I'm currently setting up my blog and I didn't even hesitate to host it myself. Companies like Medium come and go (e.g. Geocities, Xanga, Myspace, Posterous), but your dot com is yours as long as you keep paying the domain fee. Guys like Scott Hanselman and Jeff Atwood are probably very happy they've kept their presence on their own dot coms over the last decade.
Wow! I never really thought of Medium in the same realm as Xanga or Livejournal but you're absolutely right. It's crazy to think that people are moving to it. LiveJournal and Xanga were always kind of a stepping stone back in the day. You had your blog on their first then it started getting a lot of traffic and you moved it to your own domain. It's crazy to see the opposite happening now adays with Medium!
The big difference is that you can point your own custom domain at Medium, and if you want to leave, you can move your posts to your own site and maintain the canonical url structure.
I hate Medium and I wouldn't let them be my primary distribution method for content but I would dual post. Is there a reason why you wouldn't just xpost from your blog to Medium?
SEO mostly I guess. Like medium already has a very high page rank or domain authority, so the medium's post comes first in search results.
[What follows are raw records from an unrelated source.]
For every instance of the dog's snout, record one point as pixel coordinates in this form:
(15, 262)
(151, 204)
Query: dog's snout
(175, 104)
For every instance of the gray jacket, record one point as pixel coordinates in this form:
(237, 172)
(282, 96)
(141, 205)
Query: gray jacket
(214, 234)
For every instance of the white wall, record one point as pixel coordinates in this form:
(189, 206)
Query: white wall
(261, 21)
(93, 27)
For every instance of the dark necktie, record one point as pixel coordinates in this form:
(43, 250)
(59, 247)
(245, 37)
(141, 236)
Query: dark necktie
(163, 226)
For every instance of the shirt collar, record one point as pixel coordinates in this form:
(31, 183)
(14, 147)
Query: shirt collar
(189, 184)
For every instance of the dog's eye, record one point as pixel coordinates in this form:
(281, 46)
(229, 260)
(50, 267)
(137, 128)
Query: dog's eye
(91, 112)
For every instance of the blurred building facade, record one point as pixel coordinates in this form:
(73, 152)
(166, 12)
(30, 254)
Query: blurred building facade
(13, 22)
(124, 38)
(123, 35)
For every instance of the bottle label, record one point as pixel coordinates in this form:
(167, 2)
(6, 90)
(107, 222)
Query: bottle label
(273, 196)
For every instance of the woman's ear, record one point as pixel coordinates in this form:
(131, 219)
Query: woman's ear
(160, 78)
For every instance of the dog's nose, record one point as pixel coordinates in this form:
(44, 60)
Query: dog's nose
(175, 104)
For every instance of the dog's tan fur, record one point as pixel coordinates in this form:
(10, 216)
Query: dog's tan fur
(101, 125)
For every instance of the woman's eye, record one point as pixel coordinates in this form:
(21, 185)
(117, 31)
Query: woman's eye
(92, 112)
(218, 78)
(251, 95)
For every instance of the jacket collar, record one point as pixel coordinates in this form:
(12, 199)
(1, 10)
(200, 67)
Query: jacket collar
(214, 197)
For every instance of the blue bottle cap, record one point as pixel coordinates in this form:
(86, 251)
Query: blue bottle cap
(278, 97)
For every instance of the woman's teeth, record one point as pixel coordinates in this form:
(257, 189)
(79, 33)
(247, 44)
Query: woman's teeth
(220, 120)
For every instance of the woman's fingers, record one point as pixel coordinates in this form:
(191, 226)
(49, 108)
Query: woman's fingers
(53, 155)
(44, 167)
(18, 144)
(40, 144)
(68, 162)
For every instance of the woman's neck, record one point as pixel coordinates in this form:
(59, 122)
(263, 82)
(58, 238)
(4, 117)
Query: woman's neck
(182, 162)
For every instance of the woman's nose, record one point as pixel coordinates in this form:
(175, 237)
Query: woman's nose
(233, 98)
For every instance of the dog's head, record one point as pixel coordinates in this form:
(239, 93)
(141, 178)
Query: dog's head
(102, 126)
Also, Google probably considers having duplicate content as plagiarism and your blog might rank low. The alternative may be post on your blog first, then post on medium in a couple days.
Medium allows you to setup canonical links. According to Google, that means the original post will be ranked highly when more than one instance of the same content is identified. Or does it play out differently in practice?
Would love to see actual data or even anecdotal examples of what happens when people crosspost to Medium and properly setup canonical links.
The problem I've seen is that canonical links aren't always effective -- I've seen sites get published for duplicate content even when they're used. There's horror stories posted in Google's forums; hate to become one.